The story wraps up with Shatter, Jones, Leslie and the plucky pickpocketing street urchin in the airport as the Chicago cops prepare to go back home. The movie ends with a comedic freeze-frame and the end credits roll.
(During the end credits, I saw a copyright notice unlike any I'd ever spotted before: "Copyright for the entire universe, excluding Israel...." Entire universe? That's interesting. No Martians better try to bootleg a copy.
(When the movie was starting, I got very excited about this credit...
...but then I realized that it's the wrong George Clinton and that the soundtrack would not be funkadelic after all.)
Hellbound moved along briskly and unfolded perfectly. The action, humor, and horror scenes blended together in just the right way. I loved the way the movie was shot too, showing us big vistas and large interior spaces and also closing in on small and scary details. The fights and battles were wonderful and B-movie brutal. The story was well-written and well-told.
I thoroughly enjoyed Hellbound and from the Naugahyde Recliner of Judgement (now stained with orange powdered-cheese fingerprints) I proclaim it to be a very good and fun and entertaining movie. I recommend it. Once again, I am indebted to Final Girl Stacie Ponder for introducing me to this movie, my gateway to a whole new world of Chuck Norris cinema.
I hope you enjoyed my ruminations. I look forward to seeing yours (wink-wink, nudge-nudge). Thank you for stopping by.
Foot Fancier's Frames: At 1 hour and 21 minutes, Leslie is bound to the sacrificial altar and her bare feet peek out from her dark ritual robe.
Tunes: This entry was composed while listening to The 5.6.7.8's disc Bomb the Rocks: Early Days Singles 1989 to 1996 and a compilation disc called Jungle Exotica, Strip CD 005.

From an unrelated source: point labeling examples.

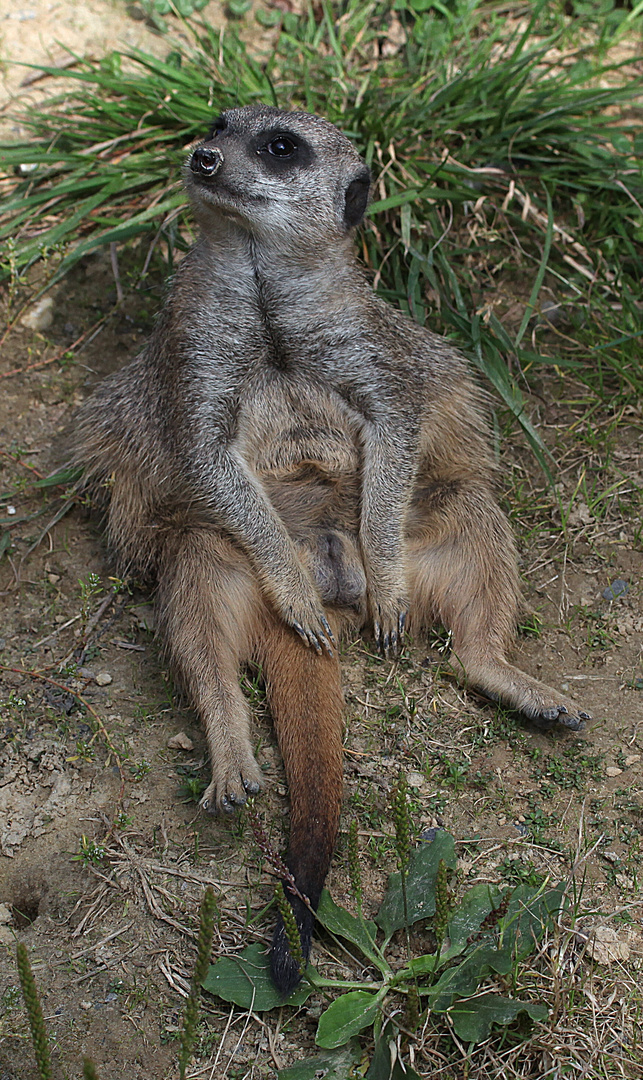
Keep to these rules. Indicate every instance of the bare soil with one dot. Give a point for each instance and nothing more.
(102, 868)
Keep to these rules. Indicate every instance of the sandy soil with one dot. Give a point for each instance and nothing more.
(103, 883)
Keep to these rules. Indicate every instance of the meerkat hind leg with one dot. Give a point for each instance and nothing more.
(206, 603)
(463, 574)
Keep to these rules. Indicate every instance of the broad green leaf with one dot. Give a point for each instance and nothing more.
(420, 885)
(472, 1020)
(471, 912)
(346, 1016)
(385, 1064)
(245, 980)
(338, 921)
(465, 977)
(332, 1065)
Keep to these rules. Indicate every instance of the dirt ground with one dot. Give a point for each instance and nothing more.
(102, 878)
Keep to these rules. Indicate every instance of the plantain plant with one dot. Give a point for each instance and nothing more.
(482, 937)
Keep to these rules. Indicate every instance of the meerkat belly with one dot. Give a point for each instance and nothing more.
(307, 457)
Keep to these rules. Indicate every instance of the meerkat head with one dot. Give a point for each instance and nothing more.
(287, 177)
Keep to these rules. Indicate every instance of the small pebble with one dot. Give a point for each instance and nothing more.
(181, 741)
(41, 315)
(618, 588)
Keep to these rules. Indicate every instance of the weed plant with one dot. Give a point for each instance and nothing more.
(501, 176)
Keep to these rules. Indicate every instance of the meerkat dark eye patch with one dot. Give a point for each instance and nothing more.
(216, 126)
(282, 147)
(283, 150)
(357, 199)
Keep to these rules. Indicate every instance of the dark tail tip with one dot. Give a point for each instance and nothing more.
(283, 968)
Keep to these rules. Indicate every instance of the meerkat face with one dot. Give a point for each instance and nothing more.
(286, 176)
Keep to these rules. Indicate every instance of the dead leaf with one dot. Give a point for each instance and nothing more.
(605, 946)
(181, 741)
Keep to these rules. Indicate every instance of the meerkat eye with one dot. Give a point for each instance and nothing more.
(281, 147)
(217, 126)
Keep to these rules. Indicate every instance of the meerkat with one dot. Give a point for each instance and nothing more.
(291, 457)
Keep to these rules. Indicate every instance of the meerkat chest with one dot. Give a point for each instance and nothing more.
(283, 432)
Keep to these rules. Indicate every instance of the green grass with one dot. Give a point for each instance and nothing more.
(498, 166)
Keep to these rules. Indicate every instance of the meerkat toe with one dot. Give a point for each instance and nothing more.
(230, 788)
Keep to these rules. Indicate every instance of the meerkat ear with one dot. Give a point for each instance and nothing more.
(357, 198)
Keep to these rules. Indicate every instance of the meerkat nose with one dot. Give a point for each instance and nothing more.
(206, 161)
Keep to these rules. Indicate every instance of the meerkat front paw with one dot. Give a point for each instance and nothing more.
(232, 781)
(312, 626)
(389, 621)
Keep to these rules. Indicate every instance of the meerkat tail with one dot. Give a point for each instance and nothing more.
(305, 696)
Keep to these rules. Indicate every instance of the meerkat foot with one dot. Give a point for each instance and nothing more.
(233, 778)
(507, 685)
(389, 621)
(313, 629)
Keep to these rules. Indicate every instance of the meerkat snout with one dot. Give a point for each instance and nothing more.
(205, 161)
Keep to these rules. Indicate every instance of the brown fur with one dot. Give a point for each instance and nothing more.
(291, 457)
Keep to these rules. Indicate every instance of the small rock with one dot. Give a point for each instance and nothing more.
(145, 616)
(618, 588)
(605, 946)
(41, 315)
(181, 741)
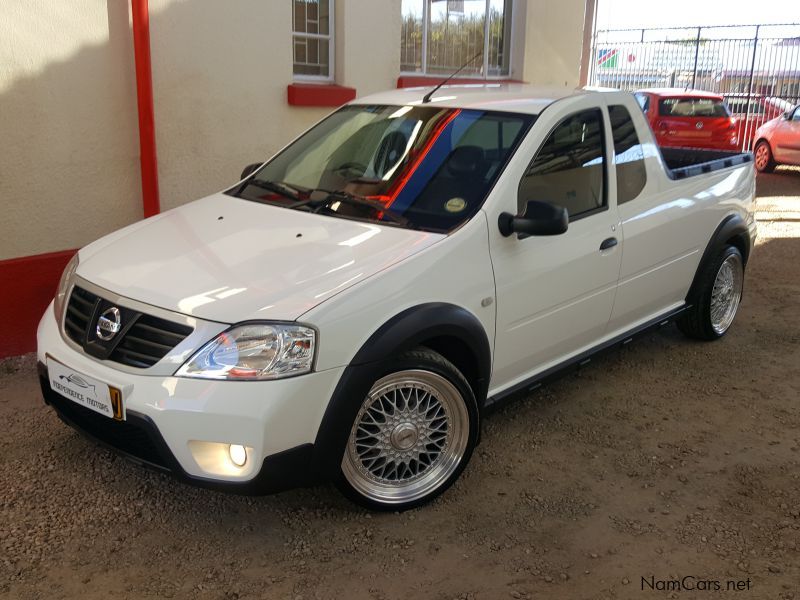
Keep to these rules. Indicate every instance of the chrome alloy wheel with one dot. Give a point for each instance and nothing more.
(408, 437)
(726, 293)
(762, 156)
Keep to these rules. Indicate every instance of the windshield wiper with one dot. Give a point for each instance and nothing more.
(320, 198)
(287, 190)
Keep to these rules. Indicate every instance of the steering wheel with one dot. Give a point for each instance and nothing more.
(351, 167)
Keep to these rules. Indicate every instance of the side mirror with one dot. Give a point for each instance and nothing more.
(540, 218)
(249, 169)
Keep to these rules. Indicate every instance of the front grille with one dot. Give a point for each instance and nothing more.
(142, 341)
(79, 313)
(148, 341)
(125, 436)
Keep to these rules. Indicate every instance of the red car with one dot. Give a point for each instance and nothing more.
(761, 109)
(689, 118)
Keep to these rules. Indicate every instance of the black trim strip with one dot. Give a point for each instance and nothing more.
(579, 360)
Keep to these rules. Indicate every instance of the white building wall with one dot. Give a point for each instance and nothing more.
(68, 126)
(69, 170)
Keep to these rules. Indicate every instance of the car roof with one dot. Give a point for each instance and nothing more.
(680, 92)
(505, 97)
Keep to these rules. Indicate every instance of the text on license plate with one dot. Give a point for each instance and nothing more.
(86, 391)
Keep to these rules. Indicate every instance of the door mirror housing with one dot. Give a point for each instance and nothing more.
(540, 218)
(249, 170)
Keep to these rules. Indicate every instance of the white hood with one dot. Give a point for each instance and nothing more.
(227, 259)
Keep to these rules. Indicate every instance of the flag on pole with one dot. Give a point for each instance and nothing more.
(607, 58)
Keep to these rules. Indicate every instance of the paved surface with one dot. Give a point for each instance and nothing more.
(667, 460)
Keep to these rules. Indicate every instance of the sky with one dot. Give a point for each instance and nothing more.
(614, 14)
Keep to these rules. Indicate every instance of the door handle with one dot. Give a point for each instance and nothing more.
(608, 243)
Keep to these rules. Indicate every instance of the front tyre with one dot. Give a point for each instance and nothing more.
(412, 436)
(717, 297)
(765, 163)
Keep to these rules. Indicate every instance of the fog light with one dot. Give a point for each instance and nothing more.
(238, 454)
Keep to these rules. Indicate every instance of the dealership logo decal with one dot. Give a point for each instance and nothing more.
(109, 324)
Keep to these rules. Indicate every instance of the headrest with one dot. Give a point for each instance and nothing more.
(465, 160)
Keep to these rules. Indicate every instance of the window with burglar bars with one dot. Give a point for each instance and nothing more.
(312, 24)
(439, 36)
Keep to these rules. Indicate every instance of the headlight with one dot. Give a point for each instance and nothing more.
(60, 301)
(254, 351)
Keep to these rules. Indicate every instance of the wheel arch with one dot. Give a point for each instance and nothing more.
(732, 231)
(452, 331)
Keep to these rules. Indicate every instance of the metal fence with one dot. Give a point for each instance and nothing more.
(755, 67)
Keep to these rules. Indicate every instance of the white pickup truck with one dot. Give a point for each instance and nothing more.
(351, 308)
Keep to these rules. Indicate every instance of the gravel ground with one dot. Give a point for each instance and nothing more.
(665, 460)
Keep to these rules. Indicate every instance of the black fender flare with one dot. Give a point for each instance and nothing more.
(405, 331)
(731, 228)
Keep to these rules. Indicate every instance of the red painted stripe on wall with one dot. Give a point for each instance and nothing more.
(27, 284)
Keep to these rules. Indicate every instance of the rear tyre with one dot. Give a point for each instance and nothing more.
(717, 297)
(412, 436)
(765, 163)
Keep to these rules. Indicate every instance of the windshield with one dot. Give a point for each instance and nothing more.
(421, 167)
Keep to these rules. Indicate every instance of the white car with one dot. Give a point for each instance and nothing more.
(352, 307)
(778, 142)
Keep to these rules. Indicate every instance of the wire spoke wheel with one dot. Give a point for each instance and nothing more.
(409, 436)
(726, 293)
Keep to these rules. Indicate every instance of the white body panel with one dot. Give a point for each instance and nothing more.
(226, 259)
(540, 300)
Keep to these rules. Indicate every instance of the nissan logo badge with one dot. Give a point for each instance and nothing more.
(109, 323)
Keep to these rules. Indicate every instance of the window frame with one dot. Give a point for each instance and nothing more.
(604, 147)
(643, 158)
(331, 76)
(426, 23)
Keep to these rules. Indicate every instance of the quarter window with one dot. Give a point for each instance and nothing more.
(439, 36)
(568, 170)
(628, 155)
(312, 26)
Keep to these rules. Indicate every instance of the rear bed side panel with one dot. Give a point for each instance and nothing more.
(667, 228)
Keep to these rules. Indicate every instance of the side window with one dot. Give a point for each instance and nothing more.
(628, 155)
(644, 102)
(568, 170)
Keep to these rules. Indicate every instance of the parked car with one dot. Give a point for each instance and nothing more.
(749, 118)
(778, 141)
(689, 118)
(351, 308)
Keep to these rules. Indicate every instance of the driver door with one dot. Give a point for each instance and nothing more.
(555, 293)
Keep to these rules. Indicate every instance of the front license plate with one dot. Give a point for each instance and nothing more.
(86, 391)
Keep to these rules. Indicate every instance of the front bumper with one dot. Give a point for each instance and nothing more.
(183, 426)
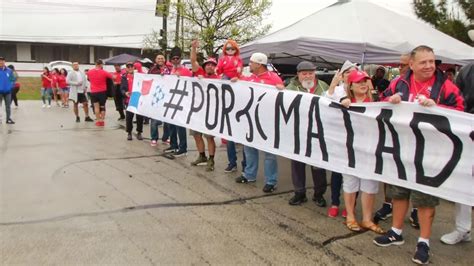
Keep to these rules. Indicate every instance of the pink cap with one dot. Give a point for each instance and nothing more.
(357, 76)
(210, 60)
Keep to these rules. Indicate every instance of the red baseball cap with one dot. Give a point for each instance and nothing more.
(210, 60)
(357, 76)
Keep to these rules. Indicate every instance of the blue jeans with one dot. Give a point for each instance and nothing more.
(154, 134)
(8, 101)
(270, 166)
(336, 184)
(175, 133)
(232, 155)
(166, 132)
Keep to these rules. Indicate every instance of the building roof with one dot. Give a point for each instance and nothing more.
(115, 23)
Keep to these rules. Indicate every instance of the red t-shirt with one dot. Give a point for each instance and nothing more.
(117, 77)
(267, 77)
(98, 79)
(181, 71)
(54, 80)
(420, 88)
(61, 81)
(45, 82)
(201, 72)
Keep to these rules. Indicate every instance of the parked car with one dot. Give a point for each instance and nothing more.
(60, 64)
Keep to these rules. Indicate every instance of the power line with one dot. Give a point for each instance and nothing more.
(75, 37)
(68, 5)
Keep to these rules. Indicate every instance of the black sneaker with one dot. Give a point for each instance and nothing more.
(390, 238)
(422, 253)
(169, 150)
(139, 136)
(242, 179)
(383, 213)
(180, 153)
(320, 201)
(298, 199)
(414, 219)
(230, 168)
(201, 160)
(269, 188)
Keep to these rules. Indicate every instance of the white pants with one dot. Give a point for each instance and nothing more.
(352, 184)
(463, 217)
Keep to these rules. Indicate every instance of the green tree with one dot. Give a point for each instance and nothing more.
(215, 21)
(448, 21)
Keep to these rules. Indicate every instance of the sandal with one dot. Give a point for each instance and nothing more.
(372, 227)
(353, 226)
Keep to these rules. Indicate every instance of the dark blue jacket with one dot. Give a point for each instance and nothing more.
(6, 77)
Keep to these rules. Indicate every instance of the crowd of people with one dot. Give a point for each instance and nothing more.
(420, 81)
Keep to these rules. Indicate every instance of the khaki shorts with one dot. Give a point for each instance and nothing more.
(418, 199)
(197, 133)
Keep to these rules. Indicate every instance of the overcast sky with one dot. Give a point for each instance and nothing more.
(286, 12)
(124, 22)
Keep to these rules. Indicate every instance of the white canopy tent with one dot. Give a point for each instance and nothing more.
(359, 31)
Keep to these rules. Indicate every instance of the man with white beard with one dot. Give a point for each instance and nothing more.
(306, 81)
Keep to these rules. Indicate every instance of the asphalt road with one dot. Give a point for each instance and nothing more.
(71, 193)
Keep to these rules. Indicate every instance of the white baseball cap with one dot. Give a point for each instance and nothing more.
(259, 58)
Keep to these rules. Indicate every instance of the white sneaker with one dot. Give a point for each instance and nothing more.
(456, 237)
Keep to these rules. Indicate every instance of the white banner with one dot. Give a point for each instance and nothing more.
(426, 149)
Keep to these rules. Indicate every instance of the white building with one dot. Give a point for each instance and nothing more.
(40, 31)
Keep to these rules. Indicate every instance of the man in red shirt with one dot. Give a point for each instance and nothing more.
(159, 68)
(424, 84)
(118, 97)
(208, 71)
(260, 74)
(98, 85)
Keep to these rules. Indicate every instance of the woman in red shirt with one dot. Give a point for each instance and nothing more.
(63, 87)
(46, 89)
(54, 85)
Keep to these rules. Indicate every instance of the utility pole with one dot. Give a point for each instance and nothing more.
(178, 18)
(162, 9)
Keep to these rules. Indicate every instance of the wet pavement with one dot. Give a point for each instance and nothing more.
(72, 193)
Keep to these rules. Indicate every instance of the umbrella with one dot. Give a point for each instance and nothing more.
(121, 59)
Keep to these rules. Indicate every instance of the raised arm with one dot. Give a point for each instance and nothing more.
(194, 62)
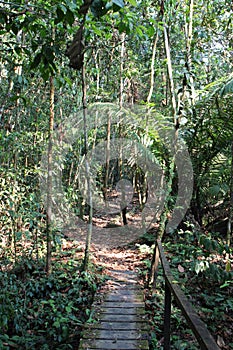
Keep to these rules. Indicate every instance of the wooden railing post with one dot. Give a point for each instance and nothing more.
(154, 268)
(201, 333)
(167, 316)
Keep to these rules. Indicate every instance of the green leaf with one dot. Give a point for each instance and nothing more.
(119, 3)
(70, 17)
(60, 15)
(227, 88)
(133, 2)
(35, 63)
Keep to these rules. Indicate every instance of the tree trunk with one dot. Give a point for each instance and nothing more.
(49, 177)
(87, 170)
(229, 225)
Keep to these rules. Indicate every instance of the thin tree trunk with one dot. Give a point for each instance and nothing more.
(189, 38)
(229, 226)
(121, 100)
(87, 170)
(106, 179)
(49, 177)
(152, 71)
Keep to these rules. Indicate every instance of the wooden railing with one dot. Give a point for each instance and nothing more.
(203, 336)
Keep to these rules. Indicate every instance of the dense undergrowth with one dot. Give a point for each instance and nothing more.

For my money, the best Chuck Norris vehicle (as opposed to the best movie with Chuck Norris, which might be Way of the Dragon or Lone Wolf McQuade) is Invasion USA. Chuck Norris fights the vaguest terrorist group in existence, who seemingly consist of several hundred non-white people who want to shoot hard working innocent honkys for reasons that are not quite clear. At one point, some guy takes his rocket launcher to a row of homes in the suburbs during Christmas and starts blowing up houses while families are preparing their Christmas trees. Needless to say, Chuck beats the shit out of/blows up all of them. Tom Bob says check it out.